Tyler Perry's 'Madea's Witness Protection': Not up to her usual stuff
A review of "Tyler Perry's Madea's Witness Protection."
The New York Times
'Tyler Perry's Madea's Witness Protection,' with: Tyler Perry, Eugene Levy, Denise Richards, Tom Arnold, John Amos and Marla Gibbs. Written and directed by Perry. 1 hour 54 minutes. Rated PG-13 for suggestive and occasionally salty language. Several theaters.
The New York Times does not give a star rating to movies.
Tyler Perry has his Madea character on a leash in the latest movie in that franchise, "Tyler Perry's Madea's Witness Protection," a comedy that's too late to the Ponzi-scheme party to be topical, and not outrageous enough to take advantage of its own setups.
Perry, again playing the matronly, mouthy Madea and several other characters (as well as writing and directing), concocts a tale that features Eugene Levy as George Needleman, a chief financial officer who doesn't realize that his company has been running a Ponzi scheme that has been bilking charities.
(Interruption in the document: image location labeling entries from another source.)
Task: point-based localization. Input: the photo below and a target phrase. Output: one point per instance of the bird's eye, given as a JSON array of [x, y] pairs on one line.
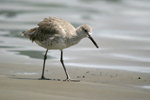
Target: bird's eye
[[85, 30]]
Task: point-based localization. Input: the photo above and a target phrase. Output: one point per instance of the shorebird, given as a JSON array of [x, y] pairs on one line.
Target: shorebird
[[56, 33]]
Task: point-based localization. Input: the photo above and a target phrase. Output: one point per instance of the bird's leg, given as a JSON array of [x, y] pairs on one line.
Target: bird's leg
[[67, 75], [45, 57]]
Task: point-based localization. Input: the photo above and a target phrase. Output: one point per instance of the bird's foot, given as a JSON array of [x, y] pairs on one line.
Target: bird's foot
[[43, 78], [71, 80]]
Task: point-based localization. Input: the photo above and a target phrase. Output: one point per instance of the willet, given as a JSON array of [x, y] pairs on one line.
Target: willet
[[56, 33]]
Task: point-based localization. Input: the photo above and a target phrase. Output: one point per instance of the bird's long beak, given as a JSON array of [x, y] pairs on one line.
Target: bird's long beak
[[89, 36]]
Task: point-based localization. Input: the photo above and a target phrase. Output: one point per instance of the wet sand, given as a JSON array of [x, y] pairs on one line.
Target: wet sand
[[20, 82]]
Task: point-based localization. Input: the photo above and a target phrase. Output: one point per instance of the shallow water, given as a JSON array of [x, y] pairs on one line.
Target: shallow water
[[120, 27]]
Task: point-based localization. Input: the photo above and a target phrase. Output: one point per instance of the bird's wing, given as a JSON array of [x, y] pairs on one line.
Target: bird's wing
[[55, 26]]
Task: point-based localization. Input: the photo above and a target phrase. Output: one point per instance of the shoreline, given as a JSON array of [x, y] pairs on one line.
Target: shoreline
[[95, 84]]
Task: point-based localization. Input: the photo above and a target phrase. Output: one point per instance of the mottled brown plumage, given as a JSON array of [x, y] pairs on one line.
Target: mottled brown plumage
[[56, 33]]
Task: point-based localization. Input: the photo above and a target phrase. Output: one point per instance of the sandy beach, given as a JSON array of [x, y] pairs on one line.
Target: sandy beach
[[118, 70], [20, 82]]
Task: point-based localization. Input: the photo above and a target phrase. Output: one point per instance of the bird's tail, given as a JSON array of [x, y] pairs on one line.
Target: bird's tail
[[31, 34]]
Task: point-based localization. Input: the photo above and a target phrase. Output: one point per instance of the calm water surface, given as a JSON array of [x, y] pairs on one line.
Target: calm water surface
[[120, 27]]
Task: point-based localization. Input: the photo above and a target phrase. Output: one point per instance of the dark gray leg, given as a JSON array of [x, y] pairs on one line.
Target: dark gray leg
[[62, 62], [67, 75], [45, 57]]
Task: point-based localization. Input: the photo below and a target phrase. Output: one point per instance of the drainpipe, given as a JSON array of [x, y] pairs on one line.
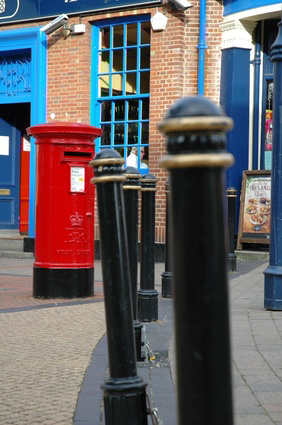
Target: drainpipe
[[201, 48], [256, 62]]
A prosecutor (Perry) needs a safe place to stash George while he turns him into a star witness, so he sends George and his family to live with his Aunt Madea.
Madea, alas, doesn't seem as if her heart were in this one, letting a lot of opportunities to tear into something go by.
For instance, George has a disrespectful daughter (Danielle Campbell) who would benefit from a Madea beat down, but when it comes, it's uncharacteristically tame.
And when Perry finds an excuse to send Madea through airport security, her reaction to the intrusiveness is tamer than what you'd see in an average real-life airport screening. This time around, the old gal just seems to be mailing it in.